Economia e Finanza
La nuova class action per tutti
Il 19 aprile 2019 è entrata in vigore la legge sulla nuova azione di classe (L. 31/2019).
L’azione collettiva, in Italia meglio conosciuta con il termine americano di “class action”, viene spostata dal Codice del Consumo al Codice di Procedura Civile.
L’aspetto più rilevante di un’azione di classe è che le questioni di fatto e di diritto riguardanti (potenzialmente) una moltitudine di soggetti danneggiati possono essere chiarite in una volta sola, ed in modo uniforme per tutti.
Il prerequisito è che si tratti però di diritti omogenei. Il singolo non dovrà quindi dimostrare (integralmente) quali dei suoi diritti soggettivi siano stati lesi; sarà sufficiente dimostrare l’appartenenza alla relativa classe (da cui il termine “class” action).
La procedura previgente non ha funzionato molto bene per i consumatori.
“La nuova azione è certamente un passo avanti rispetto al passato, ma passeranno purtroppo degli anni affinché si potranno vedere operativi i primi procedimenti”, questo il commento del Direttore del Centro Tutela Consumatori Utenti, Walther Andreaus. La nuova class action vale, infatti, solo per le violazioni commesse dopo l’entrata in vigore della legge.
Con ciò si va quindi a proteggere più di una malefatta accaduta negli anni passati.
“In Germania, al contrario, con la nuova azione di accertamento-tipo (cd. Musterfeststellungsklage) possono essere portate in giudizio anche violazioni già verificatesi, come ad esempio la causa intentata contro la VW dai colleghi del VZBV e dall’ADAC”.
Le ulteriori, principali novità introdotte dalla novella normativa sono: non solo i consumatori, ma chiunque sia rimasto vittima di condotte lesive potrà intentare un’azione di classe; si potrà inoltre aderire all’azione anche dopo che sia stata pronunciata la relativa sentenza.
Pertanto tutti i cittadini che abbiano subito un danno da condotte lesive da parte di imprese e intendano chiederne il risarcimento sono legittimati a presentare l’azione giudiziaria.

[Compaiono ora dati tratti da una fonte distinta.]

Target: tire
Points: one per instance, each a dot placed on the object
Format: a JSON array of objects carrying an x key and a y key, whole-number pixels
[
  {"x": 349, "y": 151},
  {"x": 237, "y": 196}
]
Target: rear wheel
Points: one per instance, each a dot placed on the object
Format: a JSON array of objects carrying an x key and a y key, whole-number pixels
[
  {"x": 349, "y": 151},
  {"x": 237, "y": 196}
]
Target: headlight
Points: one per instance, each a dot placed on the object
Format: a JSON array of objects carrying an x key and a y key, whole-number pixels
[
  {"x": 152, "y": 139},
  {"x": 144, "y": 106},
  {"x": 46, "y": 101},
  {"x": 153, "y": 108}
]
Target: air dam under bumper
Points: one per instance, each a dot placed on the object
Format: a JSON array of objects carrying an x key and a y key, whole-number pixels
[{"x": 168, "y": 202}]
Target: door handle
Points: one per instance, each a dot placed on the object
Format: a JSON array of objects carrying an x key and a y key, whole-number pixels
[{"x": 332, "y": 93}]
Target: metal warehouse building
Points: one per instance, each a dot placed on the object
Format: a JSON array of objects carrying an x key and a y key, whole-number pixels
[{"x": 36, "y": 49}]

La nuova legge non cita più i “consumatori”, ma parla di diritti omogenei, individuali, che possono essere rappresentati da organizzazioni e associazioni no-profit, iscritti in un apposito registro presso il Ministero della Giustizia.
In futuro pertanto, prendendo ad esempio lo scandalo diesel della VW, si potrebbe procedere non solo per l’infrazione di norme del diritto del consumo e della concorrenza (per la vendita di prodotti non conformi), ma anche per danni all’ambiente e alla salute.
A chi si rivolge la class action?
Le azioni possono essere rivolte contro imprese ed enti gestori di servizi pubblici o di pubblica utilità, ma non contro pubbliche amministrazioni. A questa pecca si può tuttavia ovviare – già ora – attraverso la cd. “class action contro la Pubblica Amministrazione”, strumento attualmente ampiamente sottoutilizzato.
L’iter
La nuova class action si svolgerà in tre fasi: l’ammissione, la decisione nel merito, il pagamento del risarcimento ai partecipanti. Entro un termine di 30 giorni il tribunale si pronuncia sull’ammissibilità dell’azione; entro 15 giorni le decisione va pubblicata; entro 30 giorni si potrà presentare ricorso contro la decisione di ammissibilità presso il tribunale d’appello, il quale avrà, a sua volta, 30 giorni per esprimersi in merito.
Per i partecipanti vale il principio del cd. “opt-in”: questo significa che entro un certo termine essi potranno decidere di aderire alla class action, e questo sia dopo la decisione di ammissibilità che anche dopo l’emissione della sentenza. Il giudice può imporre alle imprese di presentare prove, ma anche scegliere di decidere in base a statistiche e presunzioni. Con la sentenza di merito si da il là alla vera e propria adesione degli interessati alla classe.
Viene nominato un giudice delegato ed un rappresentante comune degli aderenti.
Il rappresentante elabora un progetto dei diritti individuali, e propone le somme spettanti ai singoli; il giudice delegato decide in merito. L’impresa può provvedere al pagamento; altrimenti il rappresentante comune avvia le pratiche per l’esecuzione forzata delle somme. In ogni momento è possibile accordarsi in modo transattivo.
Qualora l’impresa venga condannata, si provvede anche per le spese del rappresentante comune e del difensore dei ricorrenti.
L’iter dell’azione viene reso pubblico attraverso un apposito portale sul sito del Ministero della Giustizia. Sempre attraverso tale portale gli interessati potranno formalmente aderire alla classe. Non è necessaria l’assistenza da parte di un legale.